But, on a MUCH lighter note about my rib cage: I went over to my brother's for dinner tonight. My niece Karissa is 2 and 1/2 now, and so stinkin cute. Not being in NY very much these past few years she hasn't really ever adjusted to me, not like Londyn, her sister, who always came running whenever I stopped by (and who called me five times yesterday morning within two hours, and left basically the same adorable message every time - I wasn't ignoring... I just couldn't reach for my phone) At any rate, Karissa is finally warming up to me. We were playing in the back yard and she ran around showing me all the things she could do. And I felt like an old man, I really did. I couldn't move very well, I was slow, and every time I had to bend down to get something for her, or pull her in her cart, it was such an effort, and laced with old man groans. But it was worth it, I didn't even care about the pain, I just had to work around it. The best part was that whenever I wasn't looking at her, she'd call out "uunnca 'teve!" So cute.

So anyway, at one point she was sitting on the step, and I was talking to my sister-in-law, and Karissa called out "uunnca 'teve!" so I looked over, she smirked, and I said, "what are you doing, sitting?"
She said, "ssittin" and she stood up.
So I said, "what are you doing now, standing?" she laughed hard, for some reason this was hilarious to her.
She said, "'tandin" then sat.
I said, "what are you doing now, sitting again?"
She laughed, said "ssittin" as she stood, and so on.
This cycle repeated several times, each time apparently getting funnier and funnier to her.

So then later we are tossing a ball back and forth and she sat down on the porch, now just rolling the ball to me. Then she told me I have to sit, it was more like "ouu 'af t' ssit" so, with great effort I did. Then she told me "no, ouu 'af t'and." And so, again, with great effort, I did. And she just laughed her head off. Apparently repeatedly standing and sitting was a top notch comedy routine to this kid. I could only excruciatingly stand and sit so many times before resigning to ruffling her hair and suggesting a different game, but, it was lovely, it really was.

All my anger and frustrations that were brooding over this simple-minded idiot as I layed on an icepack yesterday vanished in the face of purity and love.
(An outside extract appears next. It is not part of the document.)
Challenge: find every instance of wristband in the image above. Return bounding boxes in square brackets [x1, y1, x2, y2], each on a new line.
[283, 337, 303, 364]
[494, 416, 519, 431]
And I am again reminded of what Ghandi said, "when I despair, I remember that all throughout history the way of truth and love has always won. There have been tyrants and murderers and for a time they seem invincible, but in the end, they always fall - think of it... always."

I don't know what makes human beings become so violent and cruel, and I don't know how to deal with it sometimes, but people I love help, and the fact that love and kindness is a far greater force helps, and today, these pictures of my nieces, and being "uncle Steve" to someone, helps.







It felt good to write here again, it's been a while.